The mechanical processes within the cardiovascular system produce low-frequency vibratory and acoustic signals that can be recorded over the chest wall. Vibro-acoustic heart signals, including heart sounds (phonocardiogram), apical pulse (apexcardiogram) and arterial pulse (e.g. carotid pulse) carry valuable clinical information, but their use has been mostly limited to qualitative assessment by manual methods. The purpose of this work is to revisit automatic analysis of mechanical heart signals using modern signal processing algorithms, and to demonstrate the feasibility of using such algorithms to extract quantitative information that reliably represent the underlying physiological processes. A digital data acquisition system, able to simultaneously acquire multiple sensory modalities, was constructed in our lab. The system was used to acquire carotid pulse, apexcardiogram, phonocardiogram, ECG and echo-Doppler audio signals from healthy volunteers in rest and from cardiac patients during pharmacological stress test. Signal processing algorithms have been developed for automatic segmentation of the vibro-acoustic signals into distinct components and events, and extraction of temporal and morphological features on a beat-to-beat basis. Spectral analysis was used to reconstruct the profiles of the mitral and aortic blood flow from the Doppler audio signals. These profiles provided a 'gold-standard' reference estimation for the values of the physiological features.
A good agreement was observed between systolic and diastolic time intervals estimated automatically from the vibro-acoustic signals, and manually from the echo-Doppler reference (Figure 1). Strong beat-to-beat correlations were shown for the instantaneous filling time, as well as for ejection time and ejection amplitude.
Figure 5: The relationships between the CP signal and CW-Doppler of aortic blood flow (a) and between the ACG signal and TDI of the lateral wall (b).
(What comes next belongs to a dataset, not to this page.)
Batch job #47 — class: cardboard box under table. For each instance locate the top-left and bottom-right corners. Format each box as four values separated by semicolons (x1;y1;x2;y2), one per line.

Beat-to-beat correlation between filling time derived from apexcardiogram and CW-Doppler of 109 heart cycles recorded from a healthy subject (c).
The results demonstrate the technological feasibility and the medical potential of using automatic analysis of vibro-acoustic heart signals for continuous non-invasive evaluation of the cardiovascular mechanical functionality. The proposed approach can set the grounds for wearable monitoring devices that will provide early alert about cardiac abnormalities.